2 The procedure

2.1 Indications and current treatments

2.1.1

Chronic refractory pain syndromes often have a complex natural history and unclear aetiology. Pain may be nociceptive, neuropathic or deafferentation or in some cases, of uncertain origin.

2.1.2

Treatment of chronic refractory pain usually includes physical, psychological and/or pharmacological treatments. Neurostimulation of the motor cortex, spinal or peripheral nerves have been introduced as treatment options for patients whose condition is unresponsive to other forms of treatment.

2.2 Outline of the procedure

2.2.1

Deep brain stimulation (DBS) involves stereotactic targeting of specific anatomical sites within the brain (such as the sensory thalamus or periaqueductal grey matter) to modulate the central processing of pain signals.

2.2.2

With the patient under local anaesthesia and/or intravenous sedation, or general anaesthesia, electrodes are inserted into the brain using magnetic resonance imaging and/or computed tomography. A test stimulation (or macrostimulation) is used to check for side effects. Postoperative scans may be used to assess the position of the electrodes and to identify complications such as local haemorrhage.

2.2.3

Following satisfactory electrode testing, a pulse generator is implanted under the chest wall and connected by tunnelled wires to the electrodes. The generator usually remains switched 'on'.

2.3 Efficacy

Sections 2.3 and 2.4 describe efficacy and safety outcomes from the published literature that the Committee considered as part of the evidence about this procedure. For more detailed information on the evidence, see the overview.

2.3.1

A non-randomised comparative study of 43 patients with post-stroke pain treated by DBS or motor cortex stimulation reported pain reduction greater than 60% in 25% (3 out of 12) and 48% (15 out of 31) of patients respectively (measured on a visual analogue scale [not described]; follow-up not stated).

2.3.2

A case series of 112 patients with chronic intractable deafferentation pain reported that 47% (42 out of 89) of patients were pain-free and 32% (28 out of 89) of patients were 'improved' at follow-ups ranging from 6 months to 6 years.
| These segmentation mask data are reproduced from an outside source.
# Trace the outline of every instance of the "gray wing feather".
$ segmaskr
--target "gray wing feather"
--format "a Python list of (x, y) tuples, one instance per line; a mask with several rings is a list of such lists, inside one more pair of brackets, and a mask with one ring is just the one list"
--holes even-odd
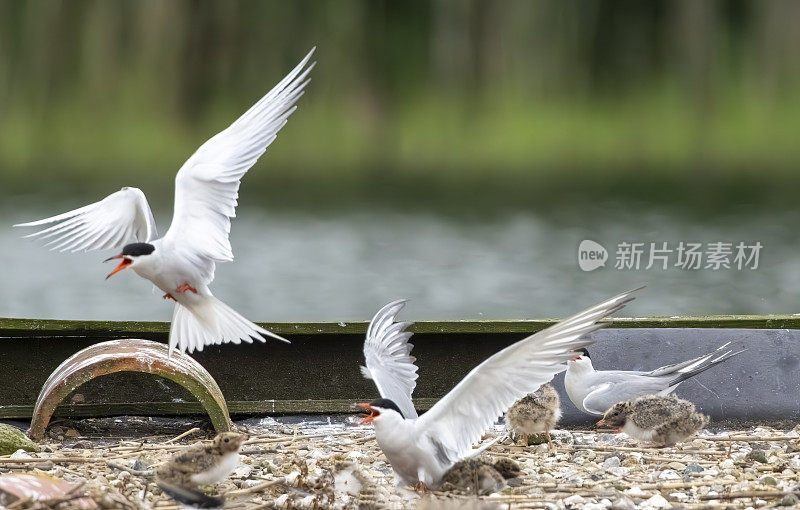
[(606, 381), (597, 385), (584, 397), (583, 408), (592, 414), (602, 416), (618, 402), (632, 400), (642, 395), (655, 395), (668, 389), (667, 381), (646, 376)]
[(711, 352), (709, 354), (704, 354), (703, 356), (698, 356), (696, 358), (686, 360), (682, 363), (675, 363), (674, 365), (666, 365), (663, 367), (659, 367), (656, 368), (655, 370), (648, 372), (647, 374), (657, 377), (661, 375), (671, 375), (675, 373), (690, 372), (691, 370), (695, 369), (696, 367), (708, 361), (708, 359), (710, 359), (714, 354), (718, 353), (728, 345), (730, 345), (730, 342), (717, 347), (717, 349), (714, 352)]

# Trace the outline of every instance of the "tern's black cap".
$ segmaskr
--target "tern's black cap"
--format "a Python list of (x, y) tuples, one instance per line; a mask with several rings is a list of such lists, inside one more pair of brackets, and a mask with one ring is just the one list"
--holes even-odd
[(589, 356), (589, 351), (587, 351), (585, 347), (577, 349), (575, 352), (579, 352), (581, 353), (581, 356), (586, 356), (587, 358), (592, 359), (592, 357)]
[(139, 255), (150, 255), (155, 249), (156, 247), (149, 243), (131, 243), (122, 248), (122, 254), (138, 257)]
[[(369, 405), (371, 405), (372, 407), (380, 407), (381, 409), (394, 409), (395, 411), (400, 413), (400, 416), (403, 416), (403, 411), (401, 411), (400, 408), (397, 407), (397, 404), (395, 404), (388, 398), (376, 398), (375, 400), (370, 402)], [(405, 419), (405, 416), (403, 416), (403, 418)]]

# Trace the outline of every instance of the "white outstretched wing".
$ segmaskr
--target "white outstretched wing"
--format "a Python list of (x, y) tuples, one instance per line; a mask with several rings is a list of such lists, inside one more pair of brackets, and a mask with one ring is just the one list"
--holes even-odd
[(594, 343), (585, 335), (603, 327), (598, 321), (625, 306), (633, 292), (607, 299), (491, 356), (417, 420), (419, 433), (450, 462), (468, 455), (515, 401), (549, 382), (566, 369), (575, 351)]
[(227, 129), (197, 149), (175, 177), (175, 212), (164, 236), (209, 283), (215, 262), (233, 260), (228, 234), (236, 216), (239, 184), (303, 94), (311, 54)]
[(414, 346), (408, 343), (412, 333), (406, 331), (413, 323), (395, 322), (405, 304), (405, 299), (393, 301), (372, 318), (364, 341), (367, 366), (361, 367), (361, 373), (375, 381), (381, 397), (397, 404), (403, 416), (416, 418), (411, 394), (417, 385), (417, 366), (414, 364), (416, 358), (411, 355)]
[(131, 242), (149, 242), (156, 237), (156, 222), (142, 190), (122, 188), (99, 202), (52, 218), (15, 227), (41, 227), (25, 237), (47, 239), (45, 246), (58, 251), (89, 251), (119, 248)]

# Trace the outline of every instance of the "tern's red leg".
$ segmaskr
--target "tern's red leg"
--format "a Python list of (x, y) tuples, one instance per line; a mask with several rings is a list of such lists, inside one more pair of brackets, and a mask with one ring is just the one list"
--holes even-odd
[(194, 287), (192, 287), (192, 286), (191, 286), (191, 285), (189, 285), (188, 283), (184, 283), (183, 285), (181, 285), (180, 287), (178, 287), (178, 288), (177, 288), (177, 289), (175, 289), (175, 290), (177, 290), (177, 291), (178, 291), (178, 292), (180, 292), (181, 294), (183, 294), (183, 293), (184, 293), (184, 292), (186, 292), (187, 290), (190, 290), (190, 291), (194, 292), (195, 294), (197, 294), (197, 289), (195, 289)]
[(172, 294), (170, 294), (169, 292), (167, 292), (166, 294), (164, 294), (162, 297), (163, 297), (164, 299), (171, 299), (171, 300), (173, 300), (173, 301), (178, 301), (177, 299), (175, 299), (174, 297), (172, 297)]
[(414, 486), (414, 490), (422, 493), (428, 490), (428, 486), (425, 485), (425, 482), (417, 482), (417, 484)]

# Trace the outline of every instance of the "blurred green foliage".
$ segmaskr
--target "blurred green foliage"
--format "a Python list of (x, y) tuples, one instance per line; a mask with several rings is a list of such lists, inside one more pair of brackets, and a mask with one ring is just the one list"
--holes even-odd
[(794, 178), (798, 26), (792, 0), (0, 0), (0, 182), (169, 184), (315, 45), (248, 186)]

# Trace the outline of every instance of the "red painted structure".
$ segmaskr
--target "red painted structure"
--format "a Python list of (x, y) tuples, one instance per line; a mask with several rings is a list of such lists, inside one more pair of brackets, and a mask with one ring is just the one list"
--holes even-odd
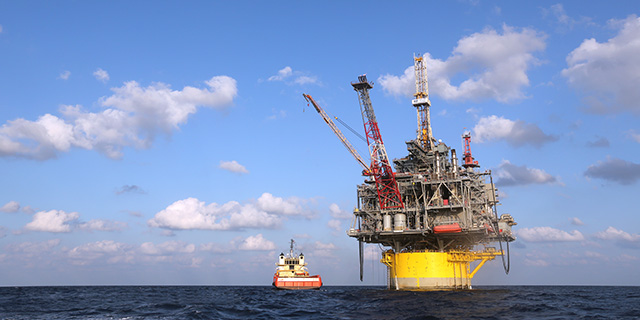
[(319, 275), (302, 277), (278, 277), (278, 273), (273, 275), (272, 285), (278, 289), (304, 290), (320, 289), (322, 278)]
[(366, 75), (358, 77), (356, 83), (351, 83), (353, 89), (358, 92), (360, 101), (360, 109), (362, 111), (362, 120), (364, 121), (364, 131), (369, 145), (369, 153), (371, 154), (371, 175), (376, 181), (378, 189), (378, 201), (380, 209), (403, 209), (404, 203), (398, 190), (396, 176), (389, 163), (387, 151), (382, 142), (378, 121), (371, 106), (369, 98), (369, 89), (373, 88), (373, 84), (367, 81)]
[(445, 224), (433, 227), (433, 233), (458, 233), (462, 232), (462, 228), (458, 223)]
[(462, 139), (464, 139), (464, 163), (462, 166), (465, 168), (479, 167), (478, 161), (474, 161), (473, 156), (471, 156), (471, 133), (465, 132), (462, 135)]

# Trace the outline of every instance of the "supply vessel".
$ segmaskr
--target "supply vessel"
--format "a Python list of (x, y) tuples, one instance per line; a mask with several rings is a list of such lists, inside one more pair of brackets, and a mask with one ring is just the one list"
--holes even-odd
[(278, 289), (302, 290), (320, 289), (322, 278), (319, 275), (311, 276), (307, 271), (307, 263), (304, 254), (293, 254), (294, 241), (291, 239), (289, 254), (280, 253), (276, 263), (276, 273), (273, 275), (272, 285)]
[(460, 162), (455, 149), (434, 138), (422, 56), (414, 57), (414, 71), (416, 93), (411, 102), (417, 112), (417, 135), (405, 142), (408, 155), (393, 160), (395, 171), (369, 97), (373, 83), (366, 75), (351, 85), (358, 94), (369, 163), (315, 100), (304, 97), (363, 167), (366, 179), (357, 186), (354, 220), (347, 231), (359, 243), (360, 280), (363, 246), (373, 243), (386, 248), (380, 262), (387, 266), (389, 289), (470, 289), (478, 270), (497, 256), (508, 274), (509, 243), (516, 239), (511, 227), (516, 222), (510, 214), (498, 215), (497, 189), (491, 171), (480, 171), (471, 154), (471, 133), (462, 135)]

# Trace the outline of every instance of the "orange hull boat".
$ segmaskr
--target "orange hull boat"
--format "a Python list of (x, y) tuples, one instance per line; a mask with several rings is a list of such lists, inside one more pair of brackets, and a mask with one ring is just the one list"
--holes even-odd
[(320, 289), (322, 287), (322, 278), (319, 275), (285, 278), (278, 277), (276, 273), (273, 275), (273, 286), (287, 290)]

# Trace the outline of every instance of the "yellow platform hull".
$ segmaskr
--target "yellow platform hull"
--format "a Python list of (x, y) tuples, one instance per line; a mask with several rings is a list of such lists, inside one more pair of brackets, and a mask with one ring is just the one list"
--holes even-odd
[[(387, 266), (388, 287), (393, 290), (471, 289), (471, 279), (486, 261), (502, 253), (496, 251), (383, 252), (380, 262)], [(471, 270), (471, 262), (480, 263)]]

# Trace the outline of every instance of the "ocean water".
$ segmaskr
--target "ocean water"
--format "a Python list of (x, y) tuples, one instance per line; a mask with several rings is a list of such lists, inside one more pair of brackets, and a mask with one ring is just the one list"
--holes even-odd
[(640, 319), (640, 287), (0, 287), (0, 319)]

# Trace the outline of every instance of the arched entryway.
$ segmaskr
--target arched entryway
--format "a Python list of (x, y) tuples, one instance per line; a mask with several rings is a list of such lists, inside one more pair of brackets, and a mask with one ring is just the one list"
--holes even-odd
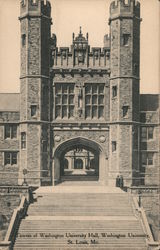
[(72, 176), (72, 180), (97, 180), (106, 184), (108, 161), (97, 142), (73, 138), (58, 145), (53, 153), (53, 184), (63, 181), (66, 176)]

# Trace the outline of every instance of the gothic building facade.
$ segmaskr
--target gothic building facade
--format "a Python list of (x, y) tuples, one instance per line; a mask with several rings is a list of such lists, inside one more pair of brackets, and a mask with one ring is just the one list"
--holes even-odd
[(110, 5), (104, 47), (51, 35), (49, 1), (20, 6), (20, 94), (0, 94), (1, 185), (66, 178), (157, 185), (158, 95), (140, 94), (140, 4)]

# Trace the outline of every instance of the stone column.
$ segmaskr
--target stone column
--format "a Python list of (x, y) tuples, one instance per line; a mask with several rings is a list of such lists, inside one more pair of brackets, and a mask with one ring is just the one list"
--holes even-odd
[(99, 182), (106, 186), (108, 183), (108, 158), (102, 152), (99, 155)]

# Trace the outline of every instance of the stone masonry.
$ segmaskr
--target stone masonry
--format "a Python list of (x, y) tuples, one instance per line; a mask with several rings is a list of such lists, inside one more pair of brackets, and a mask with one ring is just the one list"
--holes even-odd
[(159, 96), (139, 90), (139, 2), (111, 3), (103, 48), (81, 28), (58, 48), (49, 1), (21, 1), (19, 20), (20, 94), (0, 94), (0, 184), (54, 185), (64, 155), (83, 147), (102, 185), (158, 185)]

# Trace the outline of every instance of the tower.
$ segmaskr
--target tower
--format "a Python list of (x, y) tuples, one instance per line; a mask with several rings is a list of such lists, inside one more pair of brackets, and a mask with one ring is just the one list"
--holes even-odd
[(140, 4), (110, 5), (110, 168), (131, 185), (139, 171)]
[[(50, 168), (50, 28), (48, 1), (22, 0), (19, 184), (40, 185)], [(26, 169), (24, 171), (24, 169)]]

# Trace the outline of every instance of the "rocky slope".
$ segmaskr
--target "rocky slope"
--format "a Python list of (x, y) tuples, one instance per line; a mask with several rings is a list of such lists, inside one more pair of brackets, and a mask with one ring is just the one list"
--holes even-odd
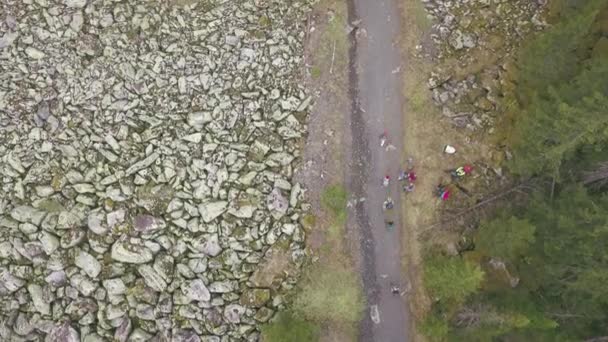
[(429, 79), (433, 100), (455, 126), (492, 133), (509, 91), (513, 57), (542, 30), (545, 1), (423, 0), (440, 61)]
[(0, 340), (257, 340), (305, 257), (305, 1), (1, 6)]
The procedure was considered to have failed in the remaining patients (21% [19 out of 89]).

2.3.3

A case series of 122 patients reported treatment success (defined as the patient being able to control their pain using the device with or without medication) in 77% (50 out of 65) of patients with severe intractable pain of peripheral origin (follow-up not stated).

2.3.4

The Specialist Advisers listed key efficacy outcomes as a reduction in frequency and severity of pain, improvement in physical and mental function, improvement in quality of life, and reduction in medication requirements.

2.4 Safety

2.4.1

Intracranial haemorrhage was reported in 4% (5 out of 141) of patients (timing of events not stated) in a case series of 141 patients with nociceptive or deafferentation pain; 1 patient died and 4 patients had neurological deficits, of whom 2 recovered completely and 2 were left with significant deficits.

2.4.2

The case series of 122 patients reported 2 deaths: 1 due to massive cerebral oedema and haematoma in the basal ganglia and the other to coronary occlusion occurring 9 weeks after ventricular haemorrhage (a complication of the procedure).

2.4.3

The case series of 141 patients reported infection in 12% (17 out of 141) of patients (23 cases). Of these, 12 cases occurred within 30 days of the procedure and 10 cases were reported after 30 days (1 case not described). One patient was successfully treated with antibiotics alone, 2 with antibiotics and debridement, and 11 with antibiotics and electrode removal (3 patients not described).

2.4.4

The case series of 122 patients reported ventriculitis in 1 patient, subgaleal infection in 4 patients and subdural empyema in 1 patient. The patient with ventriculitis and 3 of those with subgaleal infection were successfully treated with antibiotics, but the remaining 2 patients required removal of the DBS system.

2.4.5

The case series of 141 patients reported erosion of hardware in 7% (10 out of 141) of patients. Of these, 5 patients had the DBS system removed and 5 had successful re-implantation without the need for antibiotics. Electrode migration occurred only with early versions of the electrodes.

2.4.6

The Specialist Advisers listed anecdotal adverse events as suspected development of a new neuropathic pain condition after migration of the lead, mood change from aberrant stimulation, stimulation-induced reversible side effects such as dysarthria, and seizures. The Specialist Advisers considered theoretical adverse events to include cerebral infarction.

2.5 Other comments

2.5.1

The Committee noted that the available studies described heterogeneous treatment protocols and patient groups. In addition, most were published some years ago and DBS techniques have evolved. These factors made interpretation of the evidence difficult. The Committee considered that there was insufficient evidence to assess efficacy in different patient groups.

2.5.2

The Committee noted strongly positive commentaries from patients who had been treated by DBS; some described how even partial relief of their pain had resulted in significantly improved quality of life.